Unknown Armies, part 14: Avatars, pt 2



quote:

Brendan Behan’s pint glass sits behind the bar in a Dublin pub. Any who drink from it have words flow from them, but at what price?

The Fool


Who needs hands when you have this much style?

Avatars are always so easy to explain...that's the point after all. They're not weirdos like the adepts, they represent iconic images that most people can understand by their title alone. In this case, the Fool. They are your lovable morons and feckless blunderers. They are the Homer Simpsons of the magickal world. The upside is their incredible luck and tendency to survive the disasters they themselves cause. Although they're somewhat similar to the Entropomancer they're less likely to seek out danger and chaos so much as they are likely to stumble into it by accident.

Taboo: First and foremost Fools are, at best, everymen. Having a Mind score higher than 50% breaks taboo. This mostly would probably happen as the result of some kind of temporary magickal "boost" but I suppose if a Fool ever bought up his Mind score above that level his avatar powers would simply gradually fade away as his skill keeps dropping. Likewise, the Fool must be gullible and trusting. You must take people at face value, walk into ambushes etc. Now, obvious indications of dishonesty and danger (dealing with someone who tried to cheat you the last 5 times is certainly cause for concern) aren't a problem but you've definitely got to have your "skepticism" dial turned down several notches.

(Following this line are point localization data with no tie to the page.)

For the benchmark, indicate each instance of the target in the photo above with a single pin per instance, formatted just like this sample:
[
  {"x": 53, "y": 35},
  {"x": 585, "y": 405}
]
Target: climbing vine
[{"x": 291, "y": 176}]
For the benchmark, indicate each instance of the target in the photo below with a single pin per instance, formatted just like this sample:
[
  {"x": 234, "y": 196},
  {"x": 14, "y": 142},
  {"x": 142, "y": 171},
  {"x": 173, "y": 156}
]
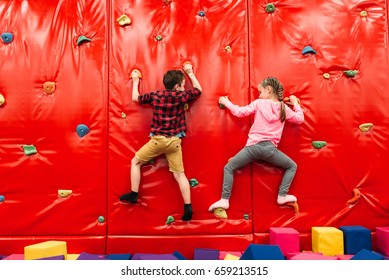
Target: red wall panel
[{"x": 93, "y": 88}]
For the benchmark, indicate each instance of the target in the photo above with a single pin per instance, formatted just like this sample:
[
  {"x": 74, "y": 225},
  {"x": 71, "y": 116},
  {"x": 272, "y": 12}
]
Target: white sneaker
[{"x": 285, "y": 199}]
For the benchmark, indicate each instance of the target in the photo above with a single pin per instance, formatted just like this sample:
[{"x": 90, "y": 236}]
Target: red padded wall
[{"x": 93, "y": 88}]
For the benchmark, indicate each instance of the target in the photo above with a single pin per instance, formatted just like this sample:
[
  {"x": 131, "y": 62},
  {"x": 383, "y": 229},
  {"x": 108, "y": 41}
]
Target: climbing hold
[
  {"x": 193, "y": 182},
  {"x": 29, "y": 150},
  {"x": 308, "y": 49},
  {"x": 169, "y": 220},
  {"x": 220, "y": 213},
  {"x": 2, "y": 99},
  {"x": 350, "y": 73},
  {"x": 136, "y": 72},
  {"x": 48, "y": 87},
  {"x": 228, "y": 49},
  {"x": 64, "y": 193},
  {"x": 319, "y": 144},
  {"x": 201, "y": 14},
  {"x": 82, "y": 39},
  {"x": 124, "y": 20},
  {"x": 7, "y": 37},
  {"x": 270, "y": 8},
  {"x": 294, "y": 205},
  {"x": 326, "y": 75},
  {"x": 357, "y": 195},
  {"x": 82, "y": 130},
  {"x": 365, "y": 127}
]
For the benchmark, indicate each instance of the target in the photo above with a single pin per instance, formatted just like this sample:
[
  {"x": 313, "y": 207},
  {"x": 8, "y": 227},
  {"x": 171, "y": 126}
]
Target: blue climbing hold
[
  {"x": 82, "y": 130},
  {"x": 308, "y": 49},
  {"x": 7, "y": 37}
]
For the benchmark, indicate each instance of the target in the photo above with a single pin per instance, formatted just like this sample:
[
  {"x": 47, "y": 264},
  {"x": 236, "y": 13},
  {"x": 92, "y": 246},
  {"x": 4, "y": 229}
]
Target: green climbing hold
[
  {"x": 319, "y": 144},
  {"x": 193, "y": 182},
  {"x": 270, "y": 8},
  {"x": 169, "y": 220},
  {"x": 350, "y": 73},
  {"x": 29, "y": 150},
  {"x": 82, "y": 39}
]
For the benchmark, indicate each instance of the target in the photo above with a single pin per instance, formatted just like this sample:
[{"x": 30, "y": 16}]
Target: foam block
[
  {"x": 382, "y": 239},
  {"x": 206, "y": 254},
  {"x": 367, "y": 255},
  {"x": 355, "y": 239},
  {"x": 86, "y": 256},
  {"x": 119, "y": 256},
  {"x": 312, "y": 256},
  {"x": 230, "y": 257},
  {"x": 178, "y": 255},
  {"x": 287, "y": 238},
  {"x": 138, "y": 256},
  {"x": 262, "y": 252},
  {"x": 54, "y": 258},
  {"x": 327, "y": 240},
  {"x": 45, "y": 249},
  {"x": 14, "y": 257},
  {"x": 222, "y": 254}
]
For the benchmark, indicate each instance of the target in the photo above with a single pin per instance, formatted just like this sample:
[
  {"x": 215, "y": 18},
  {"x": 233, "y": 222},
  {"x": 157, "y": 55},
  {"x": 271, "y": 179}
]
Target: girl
[{"x": 270, "y": 115}]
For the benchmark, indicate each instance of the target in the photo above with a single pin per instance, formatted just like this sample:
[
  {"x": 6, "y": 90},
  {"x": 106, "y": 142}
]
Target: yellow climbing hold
[
  {"x": 365, "y": 127},
  {"x": 220, "y": 212},
  {"x": 2, "y": 99},
  {"x": 124, "y": 20},
  {"x": 64, "y": 193}
]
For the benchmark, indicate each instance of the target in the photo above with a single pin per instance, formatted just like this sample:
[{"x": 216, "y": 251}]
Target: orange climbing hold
[{"x": 357, "y": 195}]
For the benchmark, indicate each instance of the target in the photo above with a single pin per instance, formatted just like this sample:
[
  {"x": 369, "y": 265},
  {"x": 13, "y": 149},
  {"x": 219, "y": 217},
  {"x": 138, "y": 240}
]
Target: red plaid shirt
[{"x": 168, "y": 110}]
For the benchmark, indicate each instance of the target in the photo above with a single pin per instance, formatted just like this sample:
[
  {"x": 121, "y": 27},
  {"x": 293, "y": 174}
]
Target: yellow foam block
[
  {"x": 72, "y": 257},
  {"x": 230, "y": 257},
  {"x": 45, "y": 249},
  {"x": 327, "y": 240}
]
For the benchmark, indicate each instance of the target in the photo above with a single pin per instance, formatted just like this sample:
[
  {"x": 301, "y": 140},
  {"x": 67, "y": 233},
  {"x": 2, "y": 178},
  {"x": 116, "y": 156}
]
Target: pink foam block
[
  {"x": 344, "y": 257},
  {"x": 222, "y": 254},
  {"x": 310, "y": 256},
  {"x": 382, "y": 236},
  {"x": 287, "y": 238}
]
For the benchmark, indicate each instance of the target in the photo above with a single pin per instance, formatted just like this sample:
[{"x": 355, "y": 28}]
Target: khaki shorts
[{"x": 170, "y": 146}]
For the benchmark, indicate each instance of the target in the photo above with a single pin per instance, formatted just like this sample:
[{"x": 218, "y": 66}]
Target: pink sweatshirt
[{"x": 267, "y": 125}]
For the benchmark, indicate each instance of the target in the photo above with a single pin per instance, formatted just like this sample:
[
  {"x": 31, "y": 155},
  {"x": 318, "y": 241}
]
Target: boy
[{"x": 168, "y": 126}]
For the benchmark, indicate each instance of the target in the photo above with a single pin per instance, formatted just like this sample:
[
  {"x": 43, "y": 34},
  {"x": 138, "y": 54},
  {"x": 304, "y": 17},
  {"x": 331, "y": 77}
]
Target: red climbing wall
[{"x": 233, "y": 46}]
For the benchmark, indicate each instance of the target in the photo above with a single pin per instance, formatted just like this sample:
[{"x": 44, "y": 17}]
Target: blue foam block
[
  {"x": 367, "y": 255},
  {"x": 206, "y": 254},
  {"x": 262, "y": 252},
  {"x": 178, "y": 255},
  {"x": 138, "y": 256},
  {"x": 119, "y": 256},
  {"x": 355, "y": 239}
]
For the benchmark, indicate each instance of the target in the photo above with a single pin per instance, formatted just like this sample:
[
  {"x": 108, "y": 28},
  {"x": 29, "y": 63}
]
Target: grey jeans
[{"x": 262, "y": 151}]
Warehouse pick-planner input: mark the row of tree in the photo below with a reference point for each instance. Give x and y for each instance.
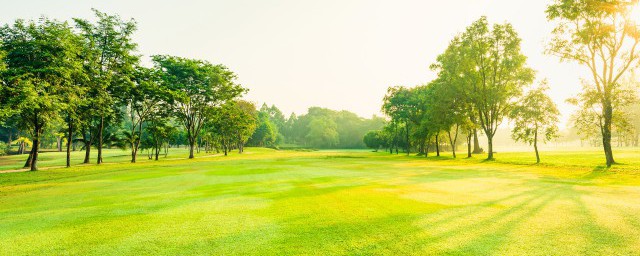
(318, 128)
(89, 77)
(482, 74)
(481, 77)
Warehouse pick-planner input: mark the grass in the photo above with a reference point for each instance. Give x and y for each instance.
(268, 202)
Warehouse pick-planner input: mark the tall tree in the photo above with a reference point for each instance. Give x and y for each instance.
(397, 104)
(42, 59)
(197, 88)
(109, 62)
(535, 116)
(144, 99)
(603, 36)
(498, 74)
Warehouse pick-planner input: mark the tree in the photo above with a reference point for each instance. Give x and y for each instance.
(534, 116)
(42, 59)
(197, 88)
(497, 74)
(398, 105)
(589, 119)
(323, 133)
(144, 99)
(109, 64)
(265, 134)
(603, 36)
(234, 123)
(373, 140)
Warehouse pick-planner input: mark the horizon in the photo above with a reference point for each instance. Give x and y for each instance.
(345, 49)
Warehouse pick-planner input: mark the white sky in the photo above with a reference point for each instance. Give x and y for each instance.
(330, 53)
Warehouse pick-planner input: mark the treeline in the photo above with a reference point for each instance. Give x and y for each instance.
(82, 82)
(318, 128)
(483, 79)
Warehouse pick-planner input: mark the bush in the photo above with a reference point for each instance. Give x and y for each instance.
(4, 148)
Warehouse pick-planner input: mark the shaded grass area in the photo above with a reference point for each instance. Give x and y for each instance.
(327, 202)
(58, 159)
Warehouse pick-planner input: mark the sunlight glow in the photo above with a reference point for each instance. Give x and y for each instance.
(634, 13)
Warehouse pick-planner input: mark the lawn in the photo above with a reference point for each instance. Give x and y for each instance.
(268, 202)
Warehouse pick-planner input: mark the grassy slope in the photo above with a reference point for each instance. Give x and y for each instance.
(328, 202)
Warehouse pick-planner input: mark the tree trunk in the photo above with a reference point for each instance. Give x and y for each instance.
(453, 141)
(28, 162)
(469, 136)
(69, 141)
(535, 145)
(36, 142)
(490, 142)
(87, 146)
(606, 132)
(476, 142)
(437, 145)
(9, 138)
(157, 149)
(407, 135)
(191, 148)
(100, 131)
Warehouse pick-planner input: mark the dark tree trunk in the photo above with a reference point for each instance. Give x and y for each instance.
(9, 138)
(469, 136)
(535, 145)
(28, 162)
(606, 131)
(100, 133)
(69, 141)
(437, 144)
(191, 148)
(476, 142)
(490, 142)
(157, 149)
(36, 144)
(453, 141)
(87, 146)
(407, 136)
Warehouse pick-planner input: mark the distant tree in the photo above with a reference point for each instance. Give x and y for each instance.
(234, 124)
(536, 115)
(323, 133)
(197, 89)
(159, 129)
(374, 140)
(498, 74)
(109, 62)
(42, 59)
(144, 99)
(397, 104)
(589, 119)
(266, 133)
(246, 120)
(603, 36)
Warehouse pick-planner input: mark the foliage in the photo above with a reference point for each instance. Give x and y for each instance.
(603, 36)
(42, 60)
(197, 87)
(536, 115)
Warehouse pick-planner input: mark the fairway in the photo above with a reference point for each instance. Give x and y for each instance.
(268, 202)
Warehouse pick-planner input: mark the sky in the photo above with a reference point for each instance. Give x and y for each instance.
(339, 54)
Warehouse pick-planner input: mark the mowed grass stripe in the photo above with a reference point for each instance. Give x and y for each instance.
(328, 202)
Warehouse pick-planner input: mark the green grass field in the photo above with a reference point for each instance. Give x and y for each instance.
(267, 202)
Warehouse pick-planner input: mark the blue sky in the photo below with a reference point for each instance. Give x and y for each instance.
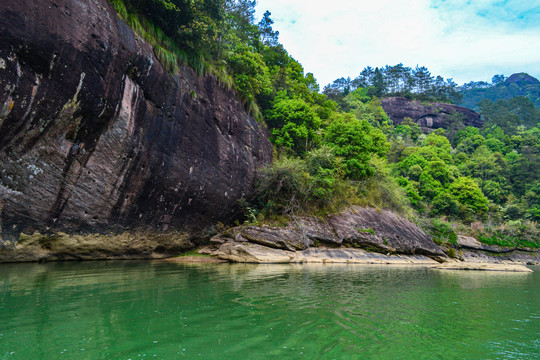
(467, 40)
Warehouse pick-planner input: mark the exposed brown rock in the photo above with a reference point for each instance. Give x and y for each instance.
(429, 116)
(95, 136)
(381, 231)
(255, 253)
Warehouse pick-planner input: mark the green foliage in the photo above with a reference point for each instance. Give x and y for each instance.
(295, 125)
(397, 80)
(467, 192)
(501, 89)
(443, 233)
(356, 141)
(250, 74)
(340, 147)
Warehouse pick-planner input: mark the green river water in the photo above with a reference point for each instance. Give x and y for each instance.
(156, 310)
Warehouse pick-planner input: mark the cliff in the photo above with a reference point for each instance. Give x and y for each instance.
(96, 137)
(429, 116)
(335, 238)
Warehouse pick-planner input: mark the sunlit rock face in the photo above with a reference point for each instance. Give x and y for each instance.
(430, 116)
(95, 136)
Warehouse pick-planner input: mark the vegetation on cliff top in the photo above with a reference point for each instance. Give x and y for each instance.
(340, 148)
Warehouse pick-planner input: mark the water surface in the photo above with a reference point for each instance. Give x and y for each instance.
(133, 310)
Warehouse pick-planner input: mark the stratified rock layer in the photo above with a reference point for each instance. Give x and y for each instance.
(379, 231)
(429, 116)
(95, 136)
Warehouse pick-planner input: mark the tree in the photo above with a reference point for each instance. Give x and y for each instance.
(268, 35)
(294, 124)
(466, 191)
(356, 141)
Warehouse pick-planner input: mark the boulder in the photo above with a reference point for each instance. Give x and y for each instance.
(376, 230)
(96, 137)
(430, 116)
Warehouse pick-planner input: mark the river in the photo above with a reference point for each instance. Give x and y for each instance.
(158, 310)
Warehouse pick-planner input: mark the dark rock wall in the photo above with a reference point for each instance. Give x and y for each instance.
(429, 116)
(95, 136)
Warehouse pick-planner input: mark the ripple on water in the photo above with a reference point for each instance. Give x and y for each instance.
(148, 310)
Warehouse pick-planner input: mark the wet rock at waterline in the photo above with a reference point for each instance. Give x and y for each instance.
(370, 229)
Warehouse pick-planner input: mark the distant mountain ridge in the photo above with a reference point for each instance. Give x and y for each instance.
(519, 84)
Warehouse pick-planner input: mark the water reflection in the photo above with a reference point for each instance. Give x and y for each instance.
(127, 309)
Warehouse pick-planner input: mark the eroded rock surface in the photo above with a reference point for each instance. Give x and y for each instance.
(370, 229)
(429, 116)
(96, 137)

This probably makes it very difficult for someone to channel the Fool dishonestly...but it's an amusing thought, imagining someone who takes all sorts of bad deals and walks into danger knowing its a bad idea. Of course that's often the very situation the player of a Fool Avatar will find themselves in.

Suspected Avatars Some believe Christopher Columbus stumbling into the New World by mistake indicates he may have been an Avatar, or Peter The Hermit who led the disastrous "pauper crusaders". Many politicians are possible Fool Avatars (Reagan and Clinton are both suspected but if the book was printed today I'm sure George W. would have received a mention).

Fool Channels

1-50% You can make an Avatar check to locate some common item that would reasonably be found nearby. Need change for a meter? there's a quarter over there. Need something heavy, there's a random half-a-brick. Are you in a garage and need a wrench, one is sitting right next to you. So long as an object could plausibly be found it will be near at hand. This doesn't allow you to get items of exceptional value even if they would plausibly be in the location, just because you're at a bank doesn't mean someone "just happened" to drop a 100 dollar bill behind that potted plant.

51-70% Whenever you take damage you can make an Avatar roll to redirect the damage to someone else of the GM's choosing. As a result you lose your next action (suffering a pratfall or distraction that just happened to get you out of danger), although you can choose to accept the damage and act normally. Still, don't try and get into a one-on-one fight with a high level Fool or he will start Jackie-Chan-ing you to death.

71-90% You can be in the right place at the right time. This is identical to a Pornomancer Significant effect called Synchronicity which I don't believe I posted so I'll summarize here. Basically you can make your Avatar roll and just start walking and the GM will arrange it so that you arrive at wherever you are "supposed" to be. This isn't exactly fate, it's more about arriving in a situation that will be helpful to you or your cause at this time. If a friend of yours got kidnapped Synchronicty may take you right to the warehouse they're being kept..but it could also lead you to where a group of your enemies are plotting to ambush you and your friends in a couple of weeks...or take you entirely out of town if something really bad is about to go down.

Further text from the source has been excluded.